Tuesday, May 7, 2013


Yesterday, I asked a friend of mine who recently had a baby how she liked motherhood. Her response was not what I was expecting, though it should have been exactly that. She said she loved her baby, and that he was awesome, but that she didn't feel like "the mommy" yet. And then she asked me if I had felt like the mommy as soon as my son was born, or if it had "clicked" somewhere down the road.

When I found out I was pregnant with my first child, I was in shock. I didn't think I could get pregnant, so when I found out that I was, it took...a while...before it really sank in. I wasn't able to work while I was pregnant because there was a very real risk that I would miscarry. And so my career, part of what had really defined me for many years, was suddenly on hold. So in a matter of a month, I had gone from a single career-oriented woman, to a married Army wife and soon to be mom with no job and no real sense of self. I was thrilled that I was pregnant, because I had always wanted to have children. But the way it happened was not how I imagined it would be.

And there's the rub. Whether it's how or when we got pregnant, or what kind of mother we ultimately become, it's never how we planned it. I always thought that I would have a baby on my own, and that once the baby was born, I would go back to work and still be myself...just with a kid. But I got pregnant unexpectedly, after an unexpected marriage to a man who left for Iraq only a few months after we were married and I got pregnant. And so when my son was born, with no new husband there the way you imagine he will be when you get married, I was still trying to be the old me. The old me with the same friends, the same interests, the same selfish decision-making...just with a kid. My life had changed drastically in nine short months, and I was still clinging to the way things had been.

And then I had a wreck. A horrible, traumatic, twisted metal and shattered glass kind of wreck. My collar bone snapped and my head slammed into the side windshield giving me a giant hematoma on the side of my head while my car flipped and crashed and ultimately landed in a giant mud pit. And when the car finally stopped moving, it "clicked." I couldn't hear my son. There wasn't any movement. There wasn't any crying. It was just the eerie silence of five a.m. on the interstate in the middle of nowhere. And my heart just...stopped. And it didn't start beating again until I stuck my head through the shattered door window and saw his beady little eyes staring at me in the dark with a look of wonder and confusion. The ambulance showed up and was trying to assess my injuries and put me in a c-spine, but I wouldn't let them do anything for me until they checked Jameson. And when the paramedic came and told me that he was perfectly fine, not so much as a scratch on him, I burst into tears and was suddenly overcome with pain. My shoulder and my head throbbed. But he was ok, and that was all that mattered. And from that moment on, things were different.

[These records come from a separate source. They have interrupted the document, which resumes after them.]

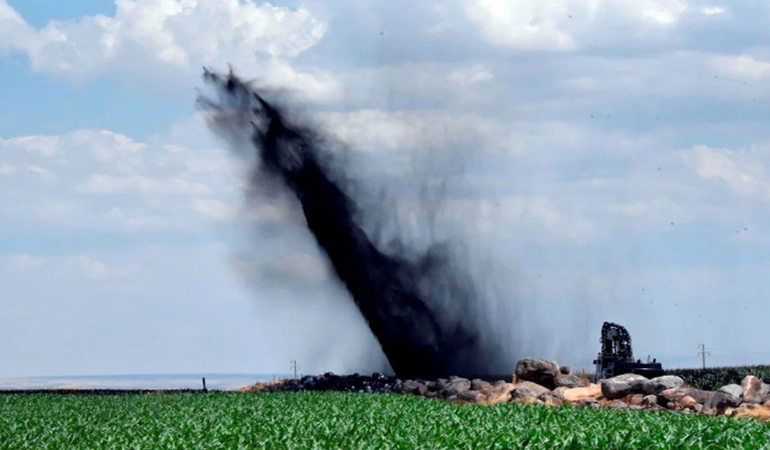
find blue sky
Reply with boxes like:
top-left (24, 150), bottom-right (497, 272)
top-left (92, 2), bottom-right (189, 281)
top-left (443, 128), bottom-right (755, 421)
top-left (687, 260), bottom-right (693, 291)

Now, I'm not saying that women shouldn't expect to feel like the mommy until they've survived some kind of traumatic event. I could have just as easily experienced the "click" the first time I heard him say "momma," or any number of other random, seemingly mundane things that happen with kids. But for me, that was when I suddenly felt like "the mommy."

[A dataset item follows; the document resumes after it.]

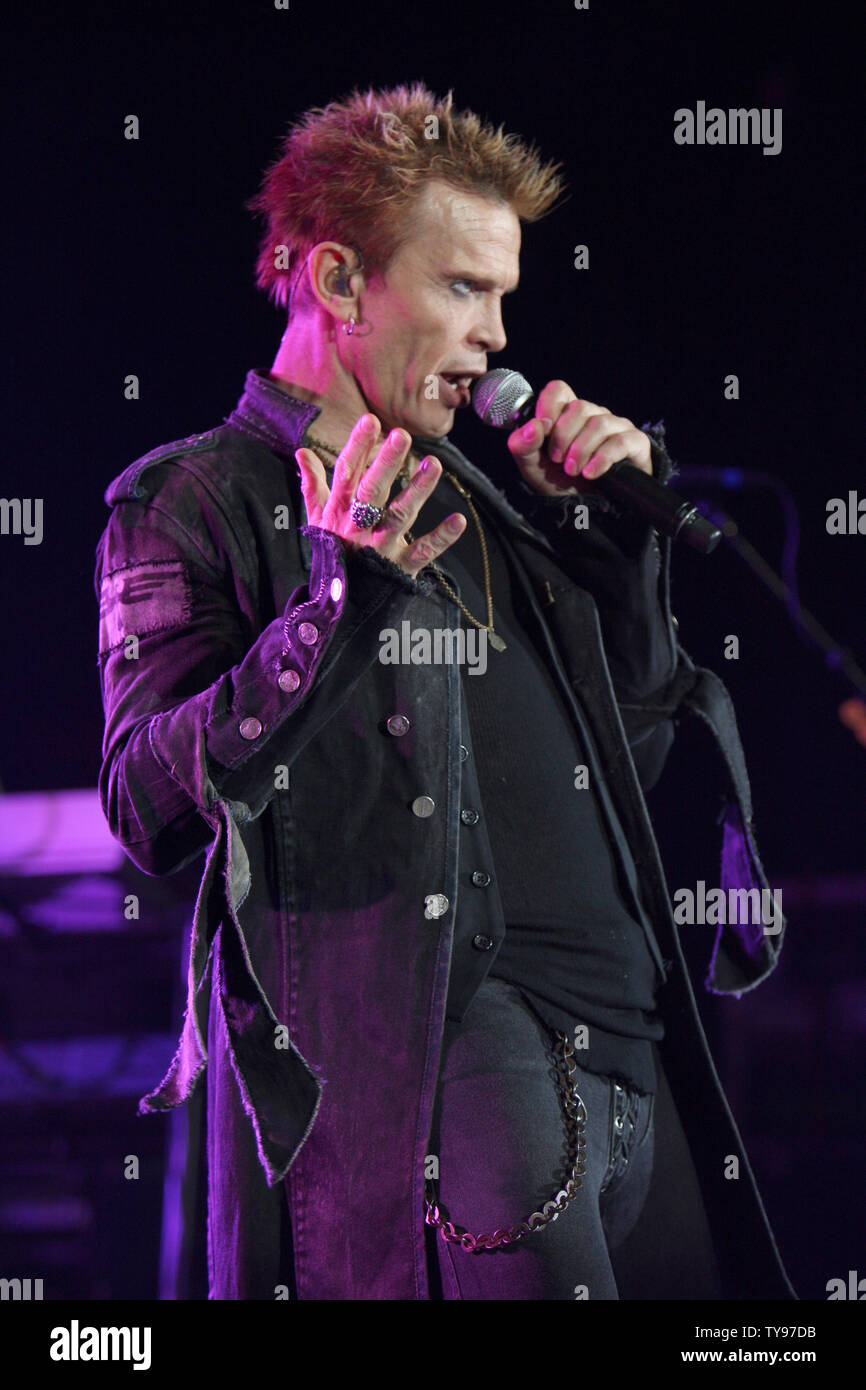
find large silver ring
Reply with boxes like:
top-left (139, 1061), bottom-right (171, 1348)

I never did go back to work. I had a daughter and now my full-time job is being the mommy to two kids. Sometimes I struggle with feeling like I have no identity anymore outside of being "the mommy." And sometimes I wonder if I would be happier if I went back to work and put the kids in daycare. But for me, with the transient, far from family life that we lead as a military family, that doesn't feel like the right choice for me and my kids. But, I am a remarkably calmer and more relaxed mommy now that I have two. I used to worry about every little thing with Jameson, and whenever he didn't reach a developmental milestone at the time specified by Dr. Knowitall in his book "Dr. Knowitall's Guide to Being a Mother," I inevitably blamed myself. Will he be ok as a formula fed baby because I couldn't breastfeed? (huuuuge guilt trip for me) Why is he constipated? When is he going to walk? Why isn't he talking like he should be? Why is he so afraid of other people? Should I send him to preschool or keep him at home? With Fallon, I have figured out the perfect feeding system to keep her pooping, she'll walk when she's ready, it's normal for her to not like strangers at this age, and yes, she'll probably go to preschool when it's time. She's dirty 80% of the time because she is an avid crawler, and I'm not going to limit her explorations because I want her to stay clean, nor am I going to waste precious time with my kids to turn into some psycho germaphobe compulsive cleaner because I don't want her legs to get dirty when she crawls around. It's dirt. She'll live.

We make plans. We have this vision of what kind of parent we will be. As mothers we are pressured from every direction by books, the media, moms who stay home, moms who work, moms who seem to do it all effortlessly but who in reality probably drink themselves into oblivion after the kids go to bed. But there really is no gold standard here. In the end, we are who we are, and that goes for what kind of mommy we are too. All that really matters is love. If you love your kids and you love your life and, most importantly, you love yourself, then you are the mommy that you're supposed to be. And whether you feel like "the mommy," or you feel like the same person you were before you gave birth, but now you have the extra added bonus of an awesome kid, that's completely and totally ok, too.